In the past three months, the value of the Turkish currency has declined sharply. It has lost 15 percent of its value against the dollar. At the root of the situation are a series of events attributable to the AKP, the party in power:
By playing the role of arsonist in the Middle East, Turkey has increased the number of terrorist attacks by Islamist groups striking the hand that bankrolled them, scaring tourists away. The massive cleansing after the failed coup on July 15 has pushed foreign investors away and led to the closure or compulsory administration of 496 companies, whose leaders were accused of ties to the exiled Muhammed Fethullah Gülen. And the shooting down of the Russian Sukhoi jet last year — despite subsequent reconciliation with Moscow — has not been completely forgotten, and many of the Russian sanctions remain in place.
But the government won’t intervene. On Saturday, Prime Minister Binali Yildirim tried to reassure investors by defining the turbulence as a global crisis and not a local problem, forgetting that the AKP is paying for its policies of privatizations and savage neoliberalism that gutted consumption among the lower and middle classes.

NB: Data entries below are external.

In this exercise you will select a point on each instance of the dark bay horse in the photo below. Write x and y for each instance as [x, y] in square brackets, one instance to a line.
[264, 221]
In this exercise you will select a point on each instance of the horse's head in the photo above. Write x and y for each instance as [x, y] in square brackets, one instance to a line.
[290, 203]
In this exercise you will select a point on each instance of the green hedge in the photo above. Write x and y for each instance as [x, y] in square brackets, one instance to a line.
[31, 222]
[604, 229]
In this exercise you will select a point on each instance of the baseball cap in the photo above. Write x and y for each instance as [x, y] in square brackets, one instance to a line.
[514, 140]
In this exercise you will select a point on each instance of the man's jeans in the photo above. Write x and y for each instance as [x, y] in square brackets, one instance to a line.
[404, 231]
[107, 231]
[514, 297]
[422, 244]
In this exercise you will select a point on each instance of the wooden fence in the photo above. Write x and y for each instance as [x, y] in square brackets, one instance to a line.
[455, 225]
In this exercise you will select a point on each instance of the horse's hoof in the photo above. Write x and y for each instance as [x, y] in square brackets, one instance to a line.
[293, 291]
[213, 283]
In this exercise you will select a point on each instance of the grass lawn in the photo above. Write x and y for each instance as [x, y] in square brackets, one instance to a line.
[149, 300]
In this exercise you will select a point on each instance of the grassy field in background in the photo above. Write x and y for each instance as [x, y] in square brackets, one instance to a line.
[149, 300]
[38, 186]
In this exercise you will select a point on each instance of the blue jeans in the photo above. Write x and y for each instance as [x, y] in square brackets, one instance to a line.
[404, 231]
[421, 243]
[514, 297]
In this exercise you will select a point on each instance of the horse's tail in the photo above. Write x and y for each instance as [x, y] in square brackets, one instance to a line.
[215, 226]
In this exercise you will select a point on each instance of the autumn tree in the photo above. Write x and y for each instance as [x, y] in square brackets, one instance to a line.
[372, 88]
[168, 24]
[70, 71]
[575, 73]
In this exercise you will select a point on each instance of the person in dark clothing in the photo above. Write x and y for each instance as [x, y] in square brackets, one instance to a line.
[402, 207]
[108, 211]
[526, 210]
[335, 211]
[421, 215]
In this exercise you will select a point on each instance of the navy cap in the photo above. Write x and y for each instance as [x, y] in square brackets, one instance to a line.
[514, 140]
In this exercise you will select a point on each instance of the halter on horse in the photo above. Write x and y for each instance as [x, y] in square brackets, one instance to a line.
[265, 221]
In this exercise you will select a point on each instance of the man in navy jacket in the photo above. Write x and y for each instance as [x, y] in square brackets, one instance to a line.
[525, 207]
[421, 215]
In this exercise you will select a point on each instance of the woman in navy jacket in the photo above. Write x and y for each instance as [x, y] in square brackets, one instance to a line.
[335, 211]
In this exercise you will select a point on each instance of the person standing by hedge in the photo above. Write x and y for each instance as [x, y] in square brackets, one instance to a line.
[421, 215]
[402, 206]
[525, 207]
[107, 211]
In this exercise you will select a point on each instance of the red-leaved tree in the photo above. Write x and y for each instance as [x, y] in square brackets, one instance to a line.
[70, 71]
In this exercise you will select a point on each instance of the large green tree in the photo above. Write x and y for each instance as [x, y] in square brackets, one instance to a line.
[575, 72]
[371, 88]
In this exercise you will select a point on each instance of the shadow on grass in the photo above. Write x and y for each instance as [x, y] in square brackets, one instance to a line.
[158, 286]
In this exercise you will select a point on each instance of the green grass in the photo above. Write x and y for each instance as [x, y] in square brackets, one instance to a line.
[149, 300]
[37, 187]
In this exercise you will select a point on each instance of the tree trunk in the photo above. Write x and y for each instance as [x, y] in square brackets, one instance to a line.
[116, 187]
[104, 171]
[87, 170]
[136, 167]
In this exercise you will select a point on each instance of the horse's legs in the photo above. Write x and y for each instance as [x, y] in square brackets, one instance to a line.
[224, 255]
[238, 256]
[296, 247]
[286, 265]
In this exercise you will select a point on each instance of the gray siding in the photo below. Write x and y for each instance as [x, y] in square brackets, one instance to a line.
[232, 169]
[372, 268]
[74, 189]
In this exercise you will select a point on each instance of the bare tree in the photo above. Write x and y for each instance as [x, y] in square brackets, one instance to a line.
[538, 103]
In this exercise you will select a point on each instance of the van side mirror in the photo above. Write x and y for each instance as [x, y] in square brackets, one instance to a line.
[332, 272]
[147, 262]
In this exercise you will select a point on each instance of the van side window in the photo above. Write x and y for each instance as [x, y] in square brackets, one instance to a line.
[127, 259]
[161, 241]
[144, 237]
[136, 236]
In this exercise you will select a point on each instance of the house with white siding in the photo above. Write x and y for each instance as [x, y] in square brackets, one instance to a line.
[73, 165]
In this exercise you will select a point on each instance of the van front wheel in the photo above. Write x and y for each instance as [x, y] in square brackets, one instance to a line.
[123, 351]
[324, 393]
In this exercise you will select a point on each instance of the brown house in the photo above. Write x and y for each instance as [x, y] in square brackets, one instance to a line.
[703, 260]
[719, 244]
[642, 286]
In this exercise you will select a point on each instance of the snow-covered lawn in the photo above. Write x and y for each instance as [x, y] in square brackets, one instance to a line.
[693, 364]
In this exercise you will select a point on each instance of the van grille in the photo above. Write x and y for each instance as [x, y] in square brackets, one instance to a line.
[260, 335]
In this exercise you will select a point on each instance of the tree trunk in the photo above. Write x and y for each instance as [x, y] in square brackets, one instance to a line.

The numbers speak for themselves. The level of exports fell by 3 percent in a year, below $120 billion, while the national carrier Turkish Airlines recorded a loss of $463 million in the first nine months of the year and grounded 30 planes for lack of passengers. That failure is directly linked to the country’s inability to attract new foreign tourism, which fell by 25.8 percent compared with October 2015.
It is not a secret that Ankara wants to overcome its dramatic stagnation with the help of Trump. Turkish finance leaders agree: Economic and trade relations will be strengthened as a natural effect of the favor the tycoon has reserved for Erdogan’s Turkey.
This optimism is also reflected among politicians, who believe the U.S. may be more inclined to extradite Gülen to Turkey to face accusations he was the mastermind of the failed coup. “We expect that the new administration will either arrest him or extradite him to Turkey,” Deputy Prime Minister Numan Kurtulmus said recently, based on Erdogan’s conversations with the president-elect.
If that happened, the U.S. would legitimize the ongoing purges that have reached in recent days records that recall South American dictatorships. According to the pro-government daily Yeni Safak, the government may revoke the adoption of children by families who are accused of links with Gulen’s Hizmet movement. The newspaper talks about 5 thousand families that are already under investigation since August, along with four NGOs that deal with adoptions. The confirmation came from an official of the Ministry of the Family, “it would be not right for a child to stay with a foster family that has ties with terrorists.”